If he were, the case against Hiss would fall apart. For how could Hiss be tried for perjury if the chief witness against him was a convicted perjurer? The prosecutors were persuaded to seek indictments only against Hiss. Chambers after all, was penitent and cooperative while Hiss might still be a threat to the United States.

During this time of turmoil, the Chambers family suffered a terrible tragedy that was not directly related to Whittaker's political and criminal history but added immeasurably to their burdens nonetheless. Esther Chambers was driving when a 70-year-old deaf woman stepped directly out in front of Esther's car from between two parked cars. Mrs. Chambers was booked for manslaughter and reckless driving and was sued by the dead woman's family. Eventually, she was acquitted and the suit settled out of court, but Esther Chambers was terribly traumatized by the accident and her husband shared in her psychological agony. He wrote: "To my wife and me, this tragic episode seemed proof that there was no depth of the abyss that we were not to sound."

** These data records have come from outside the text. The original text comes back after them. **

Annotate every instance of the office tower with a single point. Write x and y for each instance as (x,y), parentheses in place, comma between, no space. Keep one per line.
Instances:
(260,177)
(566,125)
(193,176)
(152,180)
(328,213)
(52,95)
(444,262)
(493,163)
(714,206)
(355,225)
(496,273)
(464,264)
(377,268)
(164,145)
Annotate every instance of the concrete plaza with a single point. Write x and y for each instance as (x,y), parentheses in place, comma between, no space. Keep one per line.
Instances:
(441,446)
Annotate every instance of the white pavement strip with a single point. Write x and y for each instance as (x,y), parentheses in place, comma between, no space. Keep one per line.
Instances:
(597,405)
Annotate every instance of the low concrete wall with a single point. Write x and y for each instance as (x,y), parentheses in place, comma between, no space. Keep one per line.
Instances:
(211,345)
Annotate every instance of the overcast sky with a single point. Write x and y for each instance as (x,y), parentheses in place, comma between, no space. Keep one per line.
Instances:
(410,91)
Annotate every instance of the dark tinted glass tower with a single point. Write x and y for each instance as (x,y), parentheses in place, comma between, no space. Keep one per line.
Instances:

The grand jury returned two indictments against Hiss, one for saying he had not stolen State Department documents and the other for denying he saw Chambers after 1935. It went unsaid but everyone knew that the charge of perjury was really a cover for the charge that could no longer be brought because of the statute of limitations espionage. Although he would be tried for perjury, the black cloud of treason hung over Hiss's handsome head.